In 1993 during the winter he played in Puerto Rico for the Cangrejeros de Santurce and the team won the league championship. They clinched a spot to play in the Caribbean Series representing Puerto Rico and went on to win the series. Villanueva played first base and had the honor of being named the MVP. In 1994 Héctor moved to Mexico where he played for the Tigres of Mexico City. He led the league in home runs and RBIs with a batting average of.333. He later signed a contract that year to play for the Expos on a minor league triple-A team for the Ottawa Lynx. Villanueva was never called up to the Majors so in 1996 he went back to play in the Mexican league. This time he played for the team in Monclova, Mexico. He then spent one season during 1997 playing baseball in the Chinese league for the China Times Eagles. He did not have a good experience in China because he was away from his family and had a misunderstanding with the team manager concerning tickets for his family members to visit him and watch him play. He also felt very uncomfortable with the type of gambling that was going on so he ultimately traveled back to play in Mexico again where would move from one ball club to another. After a while, Héctor became tired of the traveling he had to do in Mexico and decided to retire from playing summer baseball there. He took a job back in his hometown where he would be in charge of the baseball parks where he grew up. This meant he could also be with his family and be there for his kids as they grew up. He always played in the Puerto Rican winter league during the Major league offseason when he was a professional and a few years after his time in Mexico. He also managed a few amateur teams in Puerto Rico later on in his career. He finally quit playing baseball altogether after the 2002–2003 season in Puerto Rico. Villanueva was very passionate about the sport and loved to play the game. He was always a popular player among the fan base because of his likable character and easygoing personality. He displayed tremendous strength whenever he connected the ball but struggled as a defensive player. In The Puerto Rican league Héctor achieved 105 home runs, which ties him for third on the league's lifetime list. He also compiled 425 RBIs and a career batting average of .259 in 754 games. He ended up winning a total of three championships in the league.
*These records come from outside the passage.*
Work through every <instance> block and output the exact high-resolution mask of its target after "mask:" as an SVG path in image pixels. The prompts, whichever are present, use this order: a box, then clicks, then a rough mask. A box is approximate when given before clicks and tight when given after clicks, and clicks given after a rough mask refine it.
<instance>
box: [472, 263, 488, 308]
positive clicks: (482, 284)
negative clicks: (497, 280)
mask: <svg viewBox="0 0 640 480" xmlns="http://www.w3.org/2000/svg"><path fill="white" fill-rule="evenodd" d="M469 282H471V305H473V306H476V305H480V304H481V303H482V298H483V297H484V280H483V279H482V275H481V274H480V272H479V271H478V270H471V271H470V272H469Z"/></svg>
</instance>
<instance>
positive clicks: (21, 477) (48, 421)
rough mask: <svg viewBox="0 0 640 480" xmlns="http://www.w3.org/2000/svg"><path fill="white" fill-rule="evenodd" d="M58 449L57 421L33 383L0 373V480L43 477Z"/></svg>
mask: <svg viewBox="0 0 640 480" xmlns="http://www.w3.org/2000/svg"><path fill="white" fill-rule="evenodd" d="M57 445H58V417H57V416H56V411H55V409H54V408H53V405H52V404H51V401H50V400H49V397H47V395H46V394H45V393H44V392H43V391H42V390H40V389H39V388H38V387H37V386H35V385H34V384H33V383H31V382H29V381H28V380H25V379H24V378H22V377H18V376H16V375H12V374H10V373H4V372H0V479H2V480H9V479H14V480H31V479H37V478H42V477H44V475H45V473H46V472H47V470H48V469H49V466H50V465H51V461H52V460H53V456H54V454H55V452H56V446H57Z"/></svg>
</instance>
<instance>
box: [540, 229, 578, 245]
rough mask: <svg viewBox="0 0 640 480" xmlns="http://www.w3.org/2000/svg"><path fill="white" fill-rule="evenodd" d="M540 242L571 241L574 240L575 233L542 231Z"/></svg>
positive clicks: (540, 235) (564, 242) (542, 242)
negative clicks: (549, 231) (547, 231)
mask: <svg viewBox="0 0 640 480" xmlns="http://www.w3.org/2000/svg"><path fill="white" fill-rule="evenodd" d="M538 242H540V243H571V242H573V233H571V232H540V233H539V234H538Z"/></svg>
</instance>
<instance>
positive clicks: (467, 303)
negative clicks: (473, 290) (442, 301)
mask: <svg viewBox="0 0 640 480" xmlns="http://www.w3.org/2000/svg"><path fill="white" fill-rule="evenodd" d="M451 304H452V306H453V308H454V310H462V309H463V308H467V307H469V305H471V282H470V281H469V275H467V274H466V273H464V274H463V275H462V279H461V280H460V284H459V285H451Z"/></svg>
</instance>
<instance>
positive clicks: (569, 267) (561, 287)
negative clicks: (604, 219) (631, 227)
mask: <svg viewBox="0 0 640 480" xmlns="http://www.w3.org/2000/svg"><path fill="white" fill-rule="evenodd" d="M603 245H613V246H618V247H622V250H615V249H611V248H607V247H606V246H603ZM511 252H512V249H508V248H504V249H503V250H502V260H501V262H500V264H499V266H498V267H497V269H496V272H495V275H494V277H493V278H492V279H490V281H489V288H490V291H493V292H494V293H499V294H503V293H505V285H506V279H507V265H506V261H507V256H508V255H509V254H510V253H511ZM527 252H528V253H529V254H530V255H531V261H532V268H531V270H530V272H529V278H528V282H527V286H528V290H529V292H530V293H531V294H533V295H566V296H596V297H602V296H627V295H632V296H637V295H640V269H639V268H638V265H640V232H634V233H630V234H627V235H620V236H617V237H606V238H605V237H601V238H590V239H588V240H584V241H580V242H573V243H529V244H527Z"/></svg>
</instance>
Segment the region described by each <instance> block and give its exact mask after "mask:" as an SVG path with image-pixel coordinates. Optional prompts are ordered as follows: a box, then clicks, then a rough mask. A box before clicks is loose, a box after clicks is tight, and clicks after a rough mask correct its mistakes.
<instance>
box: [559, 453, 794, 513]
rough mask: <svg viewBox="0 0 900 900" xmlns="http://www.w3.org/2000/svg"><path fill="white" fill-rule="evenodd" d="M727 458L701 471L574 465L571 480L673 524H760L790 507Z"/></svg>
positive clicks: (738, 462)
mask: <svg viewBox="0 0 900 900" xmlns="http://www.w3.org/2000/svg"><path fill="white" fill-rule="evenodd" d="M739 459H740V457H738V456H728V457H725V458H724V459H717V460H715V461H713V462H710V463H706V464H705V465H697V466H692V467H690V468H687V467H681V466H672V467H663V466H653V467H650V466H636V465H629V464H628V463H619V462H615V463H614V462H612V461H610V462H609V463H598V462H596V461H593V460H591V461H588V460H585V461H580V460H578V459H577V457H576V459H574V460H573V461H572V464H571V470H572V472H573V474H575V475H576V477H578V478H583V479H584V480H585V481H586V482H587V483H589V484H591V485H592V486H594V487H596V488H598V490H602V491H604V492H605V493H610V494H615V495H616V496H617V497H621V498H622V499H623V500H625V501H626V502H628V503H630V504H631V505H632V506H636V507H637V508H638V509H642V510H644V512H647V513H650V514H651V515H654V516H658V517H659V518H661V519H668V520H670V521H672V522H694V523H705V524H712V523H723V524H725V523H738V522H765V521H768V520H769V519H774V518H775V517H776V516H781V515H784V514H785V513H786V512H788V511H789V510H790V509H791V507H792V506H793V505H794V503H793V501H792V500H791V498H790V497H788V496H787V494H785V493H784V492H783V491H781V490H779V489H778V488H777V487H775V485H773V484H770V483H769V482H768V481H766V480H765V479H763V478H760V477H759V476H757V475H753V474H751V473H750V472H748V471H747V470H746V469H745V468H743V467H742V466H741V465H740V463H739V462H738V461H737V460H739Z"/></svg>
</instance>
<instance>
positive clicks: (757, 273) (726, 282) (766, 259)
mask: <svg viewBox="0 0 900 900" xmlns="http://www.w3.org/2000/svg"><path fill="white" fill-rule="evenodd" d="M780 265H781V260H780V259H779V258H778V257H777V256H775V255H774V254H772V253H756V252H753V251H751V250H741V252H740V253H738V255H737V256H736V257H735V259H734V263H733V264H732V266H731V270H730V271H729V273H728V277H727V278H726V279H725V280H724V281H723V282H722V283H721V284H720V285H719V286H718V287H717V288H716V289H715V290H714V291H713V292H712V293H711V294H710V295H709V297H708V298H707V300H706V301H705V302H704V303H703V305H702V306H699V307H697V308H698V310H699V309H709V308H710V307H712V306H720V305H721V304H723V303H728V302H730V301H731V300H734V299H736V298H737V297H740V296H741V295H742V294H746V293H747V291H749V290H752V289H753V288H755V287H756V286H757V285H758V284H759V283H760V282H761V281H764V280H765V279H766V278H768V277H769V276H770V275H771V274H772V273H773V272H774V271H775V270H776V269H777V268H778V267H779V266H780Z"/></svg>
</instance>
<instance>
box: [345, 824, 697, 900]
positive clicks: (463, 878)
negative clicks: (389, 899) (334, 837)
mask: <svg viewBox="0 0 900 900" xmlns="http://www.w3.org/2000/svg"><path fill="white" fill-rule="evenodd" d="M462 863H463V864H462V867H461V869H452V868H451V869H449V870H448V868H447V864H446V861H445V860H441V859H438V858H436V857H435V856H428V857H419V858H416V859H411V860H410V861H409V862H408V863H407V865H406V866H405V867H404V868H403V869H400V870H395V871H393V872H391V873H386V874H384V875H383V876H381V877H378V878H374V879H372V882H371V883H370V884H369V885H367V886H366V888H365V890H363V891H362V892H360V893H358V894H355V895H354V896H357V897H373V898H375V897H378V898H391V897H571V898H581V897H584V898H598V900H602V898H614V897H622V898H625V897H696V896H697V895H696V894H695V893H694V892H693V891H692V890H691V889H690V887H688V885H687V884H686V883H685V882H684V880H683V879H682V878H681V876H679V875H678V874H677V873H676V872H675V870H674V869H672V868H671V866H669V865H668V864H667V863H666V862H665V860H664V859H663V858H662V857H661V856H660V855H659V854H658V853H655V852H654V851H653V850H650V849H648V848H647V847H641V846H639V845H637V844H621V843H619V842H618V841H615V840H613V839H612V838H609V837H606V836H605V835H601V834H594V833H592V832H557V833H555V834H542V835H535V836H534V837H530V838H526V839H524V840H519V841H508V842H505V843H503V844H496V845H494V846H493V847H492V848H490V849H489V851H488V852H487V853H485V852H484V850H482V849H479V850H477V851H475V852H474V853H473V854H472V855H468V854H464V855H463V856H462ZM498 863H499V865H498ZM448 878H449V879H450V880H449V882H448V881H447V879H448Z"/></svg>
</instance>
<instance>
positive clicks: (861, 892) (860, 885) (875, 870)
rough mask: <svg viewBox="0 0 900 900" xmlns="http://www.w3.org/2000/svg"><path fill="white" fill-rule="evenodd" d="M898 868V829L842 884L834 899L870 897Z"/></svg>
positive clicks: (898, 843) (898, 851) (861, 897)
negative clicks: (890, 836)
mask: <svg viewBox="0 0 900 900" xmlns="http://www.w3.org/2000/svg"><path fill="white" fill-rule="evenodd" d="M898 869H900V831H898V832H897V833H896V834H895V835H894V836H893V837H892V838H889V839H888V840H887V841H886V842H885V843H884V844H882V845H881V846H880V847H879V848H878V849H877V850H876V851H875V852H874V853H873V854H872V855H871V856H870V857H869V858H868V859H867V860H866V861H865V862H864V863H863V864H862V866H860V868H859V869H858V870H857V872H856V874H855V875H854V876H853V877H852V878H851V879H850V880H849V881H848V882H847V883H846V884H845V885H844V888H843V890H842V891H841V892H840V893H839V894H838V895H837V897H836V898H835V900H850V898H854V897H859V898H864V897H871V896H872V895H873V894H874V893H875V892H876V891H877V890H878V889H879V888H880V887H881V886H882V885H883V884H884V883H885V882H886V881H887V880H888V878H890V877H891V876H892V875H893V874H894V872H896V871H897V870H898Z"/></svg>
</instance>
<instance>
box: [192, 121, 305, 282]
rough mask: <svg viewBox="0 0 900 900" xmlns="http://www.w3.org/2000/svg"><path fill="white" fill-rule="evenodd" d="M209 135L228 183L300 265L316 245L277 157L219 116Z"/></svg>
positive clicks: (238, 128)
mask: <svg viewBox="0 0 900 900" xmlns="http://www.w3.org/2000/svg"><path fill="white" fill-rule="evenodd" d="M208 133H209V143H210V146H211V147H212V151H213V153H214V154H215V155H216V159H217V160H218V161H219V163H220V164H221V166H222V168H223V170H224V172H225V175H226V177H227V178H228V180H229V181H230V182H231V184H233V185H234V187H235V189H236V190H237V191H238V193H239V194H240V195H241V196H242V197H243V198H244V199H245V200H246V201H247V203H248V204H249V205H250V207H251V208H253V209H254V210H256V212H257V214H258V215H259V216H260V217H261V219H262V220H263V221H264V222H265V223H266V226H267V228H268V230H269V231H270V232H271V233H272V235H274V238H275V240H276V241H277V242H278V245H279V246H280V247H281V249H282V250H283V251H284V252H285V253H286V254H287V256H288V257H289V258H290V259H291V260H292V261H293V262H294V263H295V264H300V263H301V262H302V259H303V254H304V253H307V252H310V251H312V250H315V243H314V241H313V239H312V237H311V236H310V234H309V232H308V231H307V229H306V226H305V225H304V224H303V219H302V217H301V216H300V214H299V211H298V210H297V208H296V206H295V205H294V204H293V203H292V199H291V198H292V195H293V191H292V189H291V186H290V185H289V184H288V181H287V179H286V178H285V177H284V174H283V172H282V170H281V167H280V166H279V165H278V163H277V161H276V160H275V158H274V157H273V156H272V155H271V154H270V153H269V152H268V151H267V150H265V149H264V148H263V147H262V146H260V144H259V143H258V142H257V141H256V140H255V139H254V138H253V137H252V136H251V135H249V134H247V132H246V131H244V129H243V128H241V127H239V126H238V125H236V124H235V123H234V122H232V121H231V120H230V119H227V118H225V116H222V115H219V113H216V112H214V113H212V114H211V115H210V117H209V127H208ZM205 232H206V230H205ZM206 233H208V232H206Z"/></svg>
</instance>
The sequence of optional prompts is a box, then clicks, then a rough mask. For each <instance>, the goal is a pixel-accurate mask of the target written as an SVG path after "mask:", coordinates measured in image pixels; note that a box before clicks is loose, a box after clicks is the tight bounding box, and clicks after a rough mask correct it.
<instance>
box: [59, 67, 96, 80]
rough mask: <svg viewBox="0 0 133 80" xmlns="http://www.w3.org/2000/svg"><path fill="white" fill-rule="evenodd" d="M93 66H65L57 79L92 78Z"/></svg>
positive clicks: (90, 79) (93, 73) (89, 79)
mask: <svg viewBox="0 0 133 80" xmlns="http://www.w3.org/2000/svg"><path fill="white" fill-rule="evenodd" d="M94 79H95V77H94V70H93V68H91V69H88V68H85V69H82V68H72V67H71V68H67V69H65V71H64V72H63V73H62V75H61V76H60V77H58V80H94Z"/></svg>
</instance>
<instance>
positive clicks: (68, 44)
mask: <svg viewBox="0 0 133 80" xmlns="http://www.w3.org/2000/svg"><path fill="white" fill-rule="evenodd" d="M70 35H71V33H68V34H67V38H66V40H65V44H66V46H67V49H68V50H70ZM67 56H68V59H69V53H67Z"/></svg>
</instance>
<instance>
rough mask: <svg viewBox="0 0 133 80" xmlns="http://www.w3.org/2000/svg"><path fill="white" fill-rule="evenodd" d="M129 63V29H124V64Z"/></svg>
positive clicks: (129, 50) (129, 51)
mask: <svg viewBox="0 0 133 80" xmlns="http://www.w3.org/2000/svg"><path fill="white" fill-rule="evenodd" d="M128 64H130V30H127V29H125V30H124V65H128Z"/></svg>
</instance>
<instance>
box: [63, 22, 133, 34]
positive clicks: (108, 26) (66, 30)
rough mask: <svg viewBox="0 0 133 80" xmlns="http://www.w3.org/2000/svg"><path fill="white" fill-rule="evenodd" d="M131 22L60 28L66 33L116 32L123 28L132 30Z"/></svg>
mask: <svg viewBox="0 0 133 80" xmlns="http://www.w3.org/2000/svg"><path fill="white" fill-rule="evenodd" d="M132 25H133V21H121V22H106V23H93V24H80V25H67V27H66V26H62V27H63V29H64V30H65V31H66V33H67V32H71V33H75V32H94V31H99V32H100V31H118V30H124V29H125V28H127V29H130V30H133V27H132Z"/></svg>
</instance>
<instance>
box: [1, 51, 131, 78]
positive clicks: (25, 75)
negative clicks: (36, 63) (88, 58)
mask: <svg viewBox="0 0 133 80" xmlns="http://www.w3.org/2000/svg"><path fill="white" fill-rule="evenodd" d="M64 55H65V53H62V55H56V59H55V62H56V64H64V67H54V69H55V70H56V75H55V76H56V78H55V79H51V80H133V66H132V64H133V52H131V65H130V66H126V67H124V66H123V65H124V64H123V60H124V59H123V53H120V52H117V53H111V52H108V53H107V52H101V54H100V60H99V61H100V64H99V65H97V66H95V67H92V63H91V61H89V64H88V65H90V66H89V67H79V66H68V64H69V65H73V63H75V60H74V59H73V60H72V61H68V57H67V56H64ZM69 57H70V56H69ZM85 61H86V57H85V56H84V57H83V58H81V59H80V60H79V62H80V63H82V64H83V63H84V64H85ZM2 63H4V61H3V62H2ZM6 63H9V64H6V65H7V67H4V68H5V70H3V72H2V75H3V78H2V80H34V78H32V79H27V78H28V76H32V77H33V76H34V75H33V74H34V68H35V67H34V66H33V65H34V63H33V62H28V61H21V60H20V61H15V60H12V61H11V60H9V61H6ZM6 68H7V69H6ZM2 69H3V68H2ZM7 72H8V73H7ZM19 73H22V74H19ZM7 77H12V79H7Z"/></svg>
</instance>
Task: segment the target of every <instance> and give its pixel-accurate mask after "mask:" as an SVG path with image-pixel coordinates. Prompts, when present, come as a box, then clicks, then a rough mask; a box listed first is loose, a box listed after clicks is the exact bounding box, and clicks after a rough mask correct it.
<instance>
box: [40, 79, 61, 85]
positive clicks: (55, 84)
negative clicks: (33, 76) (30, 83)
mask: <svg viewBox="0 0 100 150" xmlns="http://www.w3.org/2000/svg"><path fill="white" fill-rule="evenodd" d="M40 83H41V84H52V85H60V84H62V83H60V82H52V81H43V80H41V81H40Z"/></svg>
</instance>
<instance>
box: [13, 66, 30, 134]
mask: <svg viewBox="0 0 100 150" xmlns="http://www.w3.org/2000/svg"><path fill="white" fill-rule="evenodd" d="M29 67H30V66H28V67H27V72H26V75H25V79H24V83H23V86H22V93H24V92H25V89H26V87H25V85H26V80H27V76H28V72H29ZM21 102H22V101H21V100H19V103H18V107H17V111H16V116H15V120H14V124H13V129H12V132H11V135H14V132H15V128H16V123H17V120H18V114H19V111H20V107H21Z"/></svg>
Like many other baseball players, Villanueva never became a breakthrough star in the Major Leagues but found a fair amount of success playing in the minors and leagues outside of the United States, especially in Mexico. He was a right-handed hefty slugger with a knack to pull the ball down the left field line. Héctor would at times come up with a streak of hits and home runs during clutch moments, but he lacked consistency and this made his professional career in the Major Leagues last for a short amount of time.